Gomes C F A, Brainerd C J, Nakamura K, Reyna V F
Department of Human Development, Cornell University, Ithaca, NY 14853, telephone: 607- 793-6099,
Department of Human Development, Cornell University, Ithaca, NY 14853, telephone: 607-255-2592,
J Math Psychol. 2014 Apr 1;59:50-64. doi: 10.1016/j.jmp.2013.07.003.

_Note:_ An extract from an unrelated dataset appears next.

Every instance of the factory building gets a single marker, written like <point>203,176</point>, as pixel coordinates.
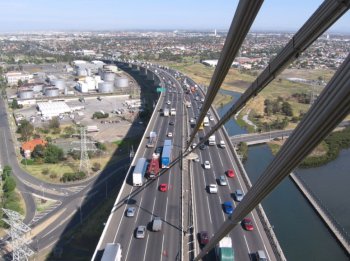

A half-century ago, at the dawn of the all-or-none learning era, Estes showed that finite Markov chains supply a tractable, comprehensive framework for discrete-change data of the sort that he envisioned for shifts in conditioning states in stimulus sampling theory. Shortly thereafter, such data rapidly accumulated in many spheres of human learning and animal conditioning, and Estes' work stimulated vigorous development of Markov models to handle them. A key outcome was that the data of the workhorse paradigms of episodic memory, recognition and recall, proved to be one- and two-stage Markovian, respectively, to close approximations. Subsequently, Markov modeling of recognition and recall all but disappeared from the literature, but it is now reemerging in the wake of dual-process conceptions of episodic memory. In recall, in particular, Markov models are being used to measure two retrieval operations (direct access and reconstruction) and a slave familiarity operation. In the present paper, we develop this family of models and present the requisite machinery for fit evaluation and significance testing. Results are reviewed from selected experiments in which the recall models were used to understand dual memory processes.
半个世纪前,在全或无学习时代的开端,埃斯蒂斯表明,有限马尔可夫链为他在刺激抽样理论中设想的条件作用状态转变这类离散变化数据提供了一个易于处理的综合框架。此后不久,这类数据在人类学习和动物条件作用的许多领域迅速积累,埃斯蒂斯的工作激发了马尔可夫模型的蓬勃发展以处理这些数据。一个关键成果是,情景记忆、识别和回忆的主要范式的数据,经证明分别非常近似于一阶段和两阶段马尔可夫过程。随后,识别和回忆的马尔可夫建模几乎从文献中消失,但现在随着情景记忆的双过程概念又重新出现。特别是在回忆方面,马尔可夫模型正被用于测量两种检索操作(直接访问和重建)以及一种从属的熟悉度操作。在本文中,我们开发了这一系列模型,并给出了拟合评估和显著性检验所需的方法。我们回顾了一些选定实验的结果,在这些实验中,回忆模型被用于理解双重记忆过程。